You asked us to try some things out, I did. And then I gave feedback.

A lot of us are intelligent people, Bob. Maybe some aren't even engineers.

After following your guidance, I am hearing the slapback effect of the RTs being keyed at the end of the RlsTime. I don't like it and am giving you feedback on it.

I understand that you, Thonex and Theo had agreed that RTs won't work. I am a dissenting opinion. I tend to do that. 

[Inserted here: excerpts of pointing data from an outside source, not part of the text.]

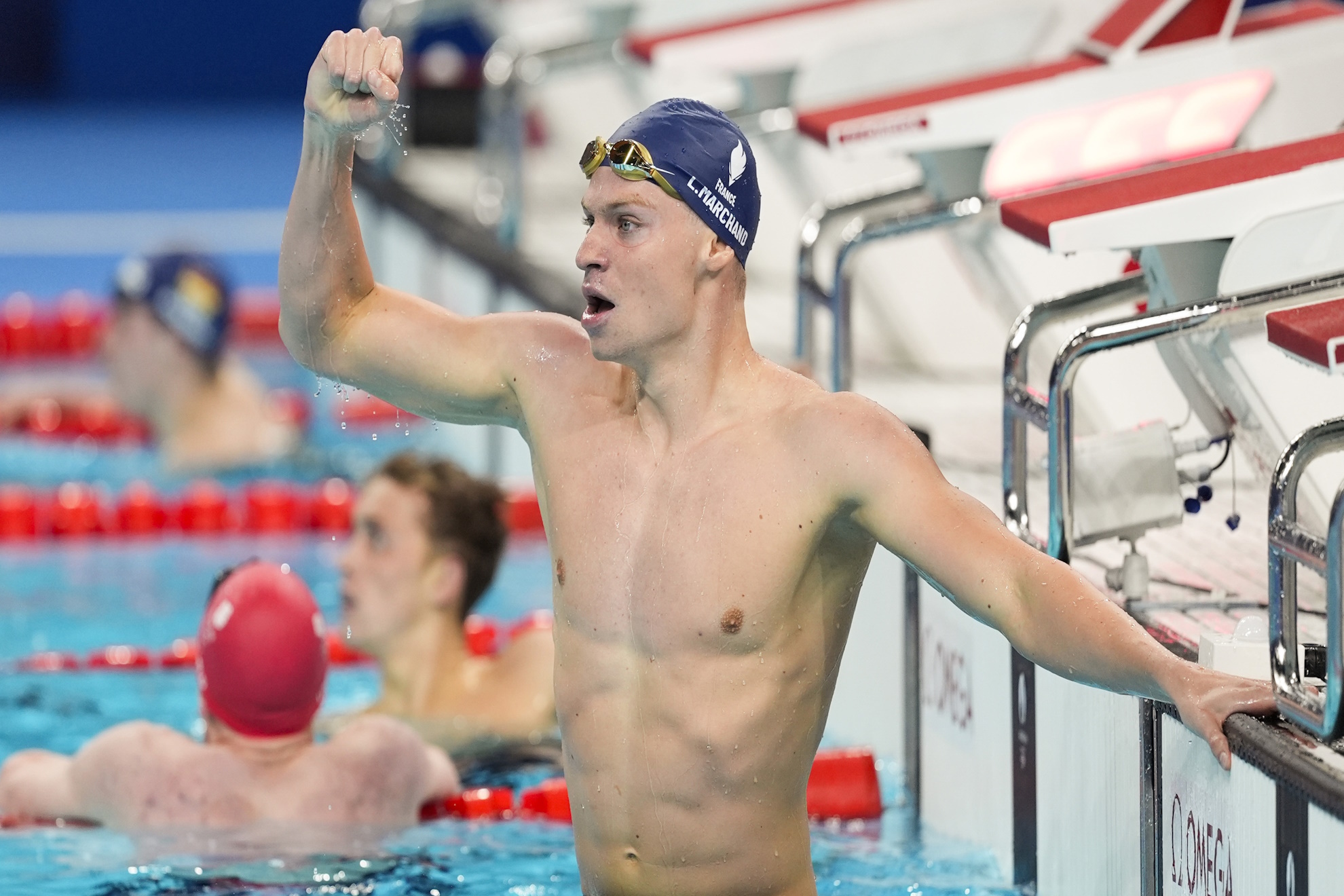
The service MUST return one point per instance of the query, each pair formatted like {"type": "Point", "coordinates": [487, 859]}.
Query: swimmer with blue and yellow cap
{"type": "Point", "coordinates": [710, 513]}
{"type": "Point", "coordinates": [167, 363]}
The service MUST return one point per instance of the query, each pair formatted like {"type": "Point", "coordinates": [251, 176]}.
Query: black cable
{"type": "Point", "coordinates": [1227, 450]}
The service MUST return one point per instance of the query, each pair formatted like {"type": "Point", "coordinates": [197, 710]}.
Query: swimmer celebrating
{"type": "Point", "coordinates": [426, 543]}
{"type": "Point", "coordinates": [261, 669]}
{"type": "Point", "coordinates": [710, 515]}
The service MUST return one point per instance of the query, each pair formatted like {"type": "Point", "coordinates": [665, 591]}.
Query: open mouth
{"type": "Point", "coordinates": [597, 308]}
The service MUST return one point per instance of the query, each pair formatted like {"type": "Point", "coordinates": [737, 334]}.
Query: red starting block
{"type": "Point", "coordinates": [1312, 333]}
{"type": "Point", "coordinates": [476, 802]}
{"type": "Point", "coordinates": [548, 800]}
{"type": "Point", "coordinates": [844, 785]}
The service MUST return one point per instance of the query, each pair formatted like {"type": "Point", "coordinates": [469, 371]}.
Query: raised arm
{"type": "Point", "coordinates": [335, 319]}
{"type": "Point", "coordinates": [1051, 614]}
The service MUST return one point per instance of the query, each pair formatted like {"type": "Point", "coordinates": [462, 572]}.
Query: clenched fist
{"type": "Point", "coordinates": [352, 82]}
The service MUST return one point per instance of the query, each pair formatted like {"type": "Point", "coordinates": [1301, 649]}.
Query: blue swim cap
{"type": "Point", "coordinates": [710, 163]}
{"type": "Point", "coordinates": [186, 293]}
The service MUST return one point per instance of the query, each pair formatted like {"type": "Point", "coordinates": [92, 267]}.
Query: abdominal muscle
{"type": "Point", "coordinates": [687, 761]}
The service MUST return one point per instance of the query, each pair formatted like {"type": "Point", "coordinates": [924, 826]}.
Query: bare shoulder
{"type": "Point", "coordinates": [854, 444]}
{"type": "Point", "coordinates": [136, 742]}
{"type": "Point", "coordinates": [530, 657]}
{"type": "Point", "coordinates": [553, 352]}
{"type": "Point", "coordinates": [374, 736]}
{"type": "Point", "coordinates": [842, 422]}
{"type": "Point", "coordinates": [127, 760]}
{"type": "Point", "coordinates": [379, 754]}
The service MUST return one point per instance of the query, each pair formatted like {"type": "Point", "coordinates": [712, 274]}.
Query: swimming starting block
{"type": "Point", "coordinates": [1311, 333]}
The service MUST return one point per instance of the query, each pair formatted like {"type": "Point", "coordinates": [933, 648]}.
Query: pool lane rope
{"type": "Point", "coordinates": [484, 637]}
{"type": "Point", "coordinates": [843, 785]}
{"type": "Point", "coordinates": [202, 510]}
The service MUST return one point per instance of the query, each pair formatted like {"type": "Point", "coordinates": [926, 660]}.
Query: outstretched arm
{"type": "Point", "coordinates": [1051, 614]}
{"type": "Point", "coordinates": [335, 319]}
{"type": "Point", "coordinates": [37, 783]}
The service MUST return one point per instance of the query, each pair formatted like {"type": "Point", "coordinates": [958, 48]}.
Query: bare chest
{"type": "Point", "coordinates": [702, 547]}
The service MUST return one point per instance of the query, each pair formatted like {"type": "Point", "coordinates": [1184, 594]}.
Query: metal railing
{"type": "Point", "coordinates": [1289, 546]}
{"type": "Point", "coordinates": [925, 215]}
{"type": "Point", "coordinates": [1024, 406]}
{"type": "Point", "coordinates": [1214, 314]}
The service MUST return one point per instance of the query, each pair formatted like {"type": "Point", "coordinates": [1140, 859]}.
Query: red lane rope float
{"type": "Point", "coordinates": [98, 419]}
{"type": "Point", "coordinates": [843, 785]}
{"type": "Point", "coordinates": [69, 328]}
{"type": "Point", "coordinates": [182, 652]}
{"type": "Point", "coordinates": [73, 325]}
{"type": "Point", "coordinates": [203, 508]}
{"type": "Point", "coordinates": [365, 411]}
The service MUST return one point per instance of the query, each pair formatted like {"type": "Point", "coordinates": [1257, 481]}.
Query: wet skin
{"type": "Point", "coordinates": [138, 775]}
{"type": "Point", "coordinates": [711, 516]}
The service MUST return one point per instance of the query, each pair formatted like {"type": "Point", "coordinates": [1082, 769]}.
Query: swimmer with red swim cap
{"type": "Point", "coordinates": [710, 513]}
{"type": "Point", "coordinates": [261, 669]}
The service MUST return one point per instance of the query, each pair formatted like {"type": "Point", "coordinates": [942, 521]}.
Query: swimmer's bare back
{"type": "Point", "coordinates": [143, 777]}
{"type": "Point", "coordinates": [710, 515]}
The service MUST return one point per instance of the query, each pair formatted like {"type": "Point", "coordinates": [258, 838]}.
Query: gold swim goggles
{"type": "Point", "coordinates": [629, 160]}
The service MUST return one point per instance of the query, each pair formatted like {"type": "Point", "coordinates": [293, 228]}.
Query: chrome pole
{"type": "Point", "coordinates": [1026, 406]}
{"type": "Point", "coordinates": [1102, 337]}
{"type": "Point", "coordinates": [842, 339]}
{"type": "Point", "coordinates": [1289, 546]}
{"type": "Point", "coordinates": [815, 222]}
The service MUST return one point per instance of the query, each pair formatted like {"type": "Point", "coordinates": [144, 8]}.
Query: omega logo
{"type": "Point", "coordinates": [945, 680]}
{"type": "Point", "coordinates": [1202, 853]}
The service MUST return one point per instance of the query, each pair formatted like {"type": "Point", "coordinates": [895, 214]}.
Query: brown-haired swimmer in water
{"type": "Point", "coordinates": [426, 543]}
{"type": "Point", "coordinates": [682, 476]}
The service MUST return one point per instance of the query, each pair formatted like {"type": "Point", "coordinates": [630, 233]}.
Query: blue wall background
{"type": "Point", "coordinates": [136, 50]}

I know you're not my programmer. I was just getting involved.

Geez.

This is my way and we differ.


----------



## Big Bob (Apr 21, 2006)

rJames @ Fri Apr 21 said:


> Sorry, I thought I was giving you feedback...not arguments.
> 
> Take it as you like.
> 
> ...


I said I wouldn't post any more long responses for you but here's the short version of my response. Feedback I welcome, Ideas I welcome, suggestions I welcome. Unfortunately, you have too many pre-conceived notiions that I disagree with and you keep trying to push them on me. I make it a point to try very hard to get along with everyone and I try to be patient. But, your posts, starting with the very first one to the 'awesome' thread seem to me to be very abrasive. So I guess we'll just have to agree to disagree. But, I still love you.

God Bless,

Bob


----------



## Evan Gamble (Apr 21, 2006)

I think 1 point that you are getting at Ron is something that scripting will just not be able to do on its own-when you refer to the nodes that a trumpet makes going from a G to a C and such. 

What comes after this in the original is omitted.